En mapudungún, la lengua de los nativos, Chiloé significa isla de chelles, que son unas aves blancas de cabeza negra que sobrevuelan las costas de las islas. Sin embargo, a los primeros españoles que llegaron al archipiélago, allá por el 1567, estos verdes parajes y playas escarpadas les recordaron al noroeste de su patria y lo llamaron Nueva Galicia ¡quién sabe si incluso se toparon con alguna meiga! Porque tanto acá como allá, seguro que haberlas haylas.

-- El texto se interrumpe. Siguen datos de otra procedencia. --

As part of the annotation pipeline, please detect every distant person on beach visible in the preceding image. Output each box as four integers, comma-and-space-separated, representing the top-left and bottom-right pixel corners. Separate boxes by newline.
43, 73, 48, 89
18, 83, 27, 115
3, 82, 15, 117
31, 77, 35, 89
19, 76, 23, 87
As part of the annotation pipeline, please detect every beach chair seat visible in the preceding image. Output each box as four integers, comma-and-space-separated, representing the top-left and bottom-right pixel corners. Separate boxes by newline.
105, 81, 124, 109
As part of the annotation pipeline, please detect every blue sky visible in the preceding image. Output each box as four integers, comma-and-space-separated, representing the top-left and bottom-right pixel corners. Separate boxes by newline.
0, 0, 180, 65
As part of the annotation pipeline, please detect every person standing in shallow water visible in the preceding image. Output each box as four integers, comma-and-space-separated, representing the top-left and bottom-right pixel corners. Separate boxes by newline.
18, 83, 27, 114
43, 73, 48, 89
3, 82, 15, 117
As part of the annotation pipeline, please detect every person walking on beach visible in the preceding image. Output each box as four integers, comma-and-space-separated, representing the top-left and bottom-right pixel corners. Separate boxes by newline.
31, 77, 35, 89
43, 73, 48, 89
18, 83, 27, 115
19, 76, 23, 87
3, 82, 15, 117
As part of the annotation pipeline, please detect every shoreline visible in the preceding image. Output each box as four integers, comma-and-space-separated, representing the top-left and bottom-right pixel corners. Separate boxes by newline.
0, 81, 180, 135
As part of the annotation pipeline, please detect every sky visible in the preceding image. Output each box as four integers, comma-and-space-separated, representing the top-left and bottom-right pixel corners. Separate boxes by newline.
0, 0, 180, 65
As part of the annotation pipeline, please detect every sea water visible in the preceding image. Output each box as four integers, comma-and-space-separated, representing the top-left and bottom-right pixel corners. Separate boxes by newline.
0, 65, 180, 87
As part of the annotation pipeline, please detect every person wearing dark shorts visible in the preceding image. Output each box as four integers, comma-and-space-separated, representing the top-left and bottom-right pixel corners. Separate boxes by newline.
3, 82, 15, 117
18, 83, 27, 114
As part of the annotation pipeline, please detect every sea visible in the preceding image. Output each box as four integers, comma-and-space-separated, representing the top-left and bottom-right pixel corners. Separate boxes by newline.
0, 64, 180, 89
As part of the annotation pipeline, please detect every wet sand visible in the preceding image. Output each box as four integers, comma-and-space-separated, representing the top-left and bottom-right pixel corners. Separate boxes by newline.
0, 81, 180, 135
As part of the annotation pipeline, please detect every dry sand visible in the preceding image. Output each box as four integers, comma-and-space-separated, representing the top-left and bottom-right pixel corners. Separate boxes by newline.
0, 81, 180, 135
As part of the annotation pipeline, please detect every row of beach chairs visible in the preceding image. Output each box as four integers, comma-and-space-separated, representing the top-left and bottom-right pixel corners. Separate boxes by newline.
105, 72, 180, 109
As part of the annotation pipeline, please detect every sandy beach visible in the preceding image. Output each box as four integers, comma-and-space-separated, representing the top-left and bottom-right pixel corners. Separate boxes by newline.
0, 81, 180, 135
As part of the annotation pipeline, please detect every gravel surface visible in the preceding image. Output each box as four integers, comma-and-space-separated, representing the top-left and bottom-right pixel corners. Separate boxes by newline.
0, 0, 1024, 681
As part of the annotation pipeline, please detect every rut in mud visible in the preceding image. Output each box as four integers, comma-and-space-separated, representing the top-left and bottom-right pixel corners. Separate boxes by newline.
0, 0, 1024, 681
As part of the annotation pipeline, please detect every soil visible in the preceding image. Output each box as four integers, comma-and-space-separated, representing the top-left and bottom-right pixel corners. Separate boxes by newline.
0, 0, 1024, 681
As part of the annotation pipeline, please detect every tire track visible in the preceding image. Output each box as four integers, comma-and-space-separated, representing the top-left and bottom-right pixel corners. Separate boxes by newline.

Digo que Chiloé es una tierra mágica que huele y sabe a mar, y que traspasa su fuerte arraigo marinero hasta a la arquitectura, otro de sus grandes tesoros. Y es que en Chiloé hay más de 400 Iglesias y de ésas, 16 han sido recientemente declaradas Patrimonio de la Humanidad, están protegidas por la UNESCO y hay hasta rutas para poder visitarlas. Aquí os dejo dos como muestra:
Las encargaron los jesuitas españoles, pero fueron los frailes procedentes de diferentes partes de Europa, sobre todo de Baviera, Hungría y Transilvania los que trajeron los diseños, inspirados en las iglesias de sus países. Las maderas nativas y las técnicas tradicionales chilotas, inspiradas en la construcción de navíos, dieron lugar al inimitable estilo de la Escuela Chilota de Arquitectura, que se caracteriza por sus técnicas de ensambles, empalmes y uniones, reforzadas con tarugos y clavicotes también de madera.
Son unas estructuras tan impresionantes que incluso han generado mitos, como el de que estas Iglesias no tienen un solo clavo. También han influido, como no, en la arquitectura del resto de edificios de la isla en los que se puede leer esa pasión por el mar, como en algunos de estos tejados, que parecen barcos pesqueros invertidos.
En conjunto, la visión es única, ya sea en barca desde la costa o a pie, recorriendo los caminos sin asfaltar. Me atrevo a decir que es imposible volver de Chiloé indiferente. Porque aquí, entre lloviznas y arcoíris, a medio camino entre el campo y el mar, se esconde un trozo de historia y de tradición, que los chilotes conservan, como antaño, en sal.